I PEONES SPERANO NEL MIRACOLO PER NON PERDERE IL SEGGIO
PER MOLTI DI LORO, ALLA PRIMA LEGISLATURA, SI CHIUDEREBBE UNA ESPERIENZA POLITICA PRIMA ANCORA DI AVER CAPITO IN COSA CONSISTA
“Serve un miracolo di San Mattarella”. L’esclamazione in Transatlantico di un deputato di M5s che chiede l’anonimato può essere presa come indicativa dei sentimenti e delle perplessità dei parlamentari di tutti i gruppi davanti all’ipotesi di un voto a luglio.
Per molti di loro, alla prima legislatura, si chiuderebbe una esperienza politica prima ancora aver capito in cosa consista.
I più abbottonati sono i pentastellati che avranno in serata una assemblea congiunta di senatori e deputati e che a taccuini aperti non parlano.
Andrea Cecconi, eletto nell’uninominale a Pesaro con il M5s ma espulso per la questione dei rimborsi nella precedente legislatura, spiega: “Nel centro Italia molti degli eletti nell’uninominale, che sono stati presi tra i non iscritti al Movimento, non verranno rieletti: quei collegi sono stati vinti per 250-500 voti e il centrodestra in quelle regioni è in ascesa”.

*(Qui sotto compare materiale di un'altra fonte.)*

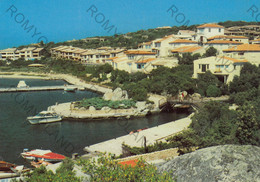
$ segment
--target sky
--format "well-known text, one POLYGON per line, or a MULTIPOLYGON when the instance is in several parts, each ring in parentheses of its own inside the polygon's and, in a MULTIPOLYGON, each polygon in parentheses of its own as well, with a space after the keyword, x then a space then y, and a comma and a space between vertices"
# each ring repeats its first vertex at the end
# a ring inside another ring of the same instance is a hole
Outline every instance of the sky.
POLYGON ((0 0, 0 49, 227 20, 259 21, 260 1, 0 0))

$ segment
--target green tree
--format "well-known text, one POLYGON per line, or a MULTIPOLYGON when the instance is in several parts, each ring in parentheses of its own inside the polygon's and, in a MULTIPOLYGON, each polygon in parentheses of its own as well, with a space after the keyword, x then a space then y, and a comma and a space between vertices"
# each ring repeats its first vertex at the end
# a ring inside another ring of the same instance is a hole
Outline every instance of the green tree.
POLYGON ((203 55, 203 57, 216 56, 217 52, 217 49, 215 49, 214 47, 210 47, 206 50, 206 53, 203 55))
POLYGON ((220 96, 221 91, 216 85, 209 85, 206 93, 208 97, 218 97, 220 96))
POLYGON ((257 115, 255 107, 246 103, 238 110, 236 136, 240 144, 260 145, 259 122, 257 122, 257 115))

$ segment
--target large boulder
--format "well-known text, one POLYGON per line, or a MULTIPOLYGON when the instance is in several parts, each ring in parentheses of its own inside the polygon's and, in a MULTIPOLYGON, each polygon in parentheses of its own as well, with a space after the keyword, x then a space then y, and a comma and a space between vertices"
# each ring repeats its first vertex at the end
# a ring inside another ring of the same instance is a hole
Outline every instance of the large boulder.
POLYGON ((104 100, 111 100, 113 97, 113 92, 106 92, 104 95, 103 95, 103 99, 104 100))
POLYGON ((89 111, 96 111, 96 108, 95 108, 94 106, 90 106, 90 107, 88 108, 88 110, 89 110, 89 111))
POLYGON ((121 88, 116 88, 113 92, 106 92, 103 99, 112 101, 127 100, 128 94, 127 91, 122 90, 121 88))
POLYGON ((179 156, 158 167, 177 182, 260 181, 260 147, 222 145, 179 156))
POLYGON ((146 109, 146 102, 136 102, 135 106, 137 107, 137 110, 141 112, 146 109))

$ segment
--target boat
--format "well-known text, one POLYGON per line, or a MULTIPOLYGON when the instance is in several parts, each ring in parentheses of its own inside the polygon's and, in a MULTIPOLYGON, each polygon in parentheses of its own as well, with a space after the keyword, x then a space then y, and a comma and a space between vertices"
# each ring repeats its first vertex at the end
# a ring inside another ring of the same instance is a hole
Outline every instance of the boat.
POLYGON ((23 165, 17 166, 5 161, 0 161, 0 179, 19 177, 21 173, 26 171, 28 171, 28 169, 24 168, 23 165))
POLYGON ((41 124, 41 123, 52 123, 52 122, 61 121, 62 117, 52 111, 42 111, 36 116, 27 117, 27 120, 31 124, 41 124))
POLYGON ((42 150, 42 149, 35 149, 29 151, 28 149, 24 149, 21 156, 27 160, 33 161, 45 161, 45 162, 60 162, 64 160, 66 157, 61 154, 57 154, 52 152, 51 150, 42 150))
POLYGON ((24 80, 19 81, 17 88, 28 88, 29 86, 26 85, 24 80))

C’è poi la questione della regola che impone di non superare le due legislatura, che bloccherebbe la ricandidatura di oltre metà dei pentastellati: “Questa legislatura non è nemmeno partita, sono sicuro che ci sarà la deroga per tutti” dice Lorenzo Fioramonti. Ma il nervosismo è palpabile nel silenzio di chi ha fatto due legislature.
Smarrimento anche nelle file del Pd, dove ancora non si sa chi sarà il nuovo segretario, che in caso di elezioni dovrà farà le liste.
La prima preoccupazione, spiega Enrico Borghi, eletto in alto Piemonte, è legata ai tempi del voto: “Con urne a luglio la gente non andrà a votare ed è difficile fare previsioni su chi potrà vincere, anche nei singoli collegi”. “Uno scenario da Weimar” dice Borghi.
Stessa preoccupazione in Leu, che a marzo ha superato di poco la soglia del 3%: “Se si vuol far aumentare l’astensionismo allora si voti a luglio” osserva amaro il capogruppo Federico Fornaro. Per i parlamentari di Liberi e Uguali il problema il rischio grosso è quello di non superare la soglia e restare tutti a casa.
In casa Dem c’è poi il tema di chi farà le liste. L’Assemblea nazionale eleggerà un segretario, conviene Emanuele Fiano, ma non si sa ancora se ci sarà una soluzione unitaria che garantisce tutti, o meno.
In Forza Italia si spera che le liste dell’8 luglio siano la fotocopia di quelle del 4 marzo, ma il tema è un eventuale “effetto Friuli”, cioè un aumento dei voti della Lega rispetto a Fi.
“A Nord la Lega ha già fatto il pieno – dice Marco Marin – eventualmente Salvini può crescere più al Sud: ma poi il Rosatellum ha delle strane compensazioni e potremmo perdere i seggi in qualche altra Regione”.
Di qui il sospetto sussurrato di diversi “azzurri” che il precipitare verso le urne a luglio sia frutto di un accordo segreto Salvini-Di Maio, “un biscotto” a danno dell’alleato Fi e del Pd.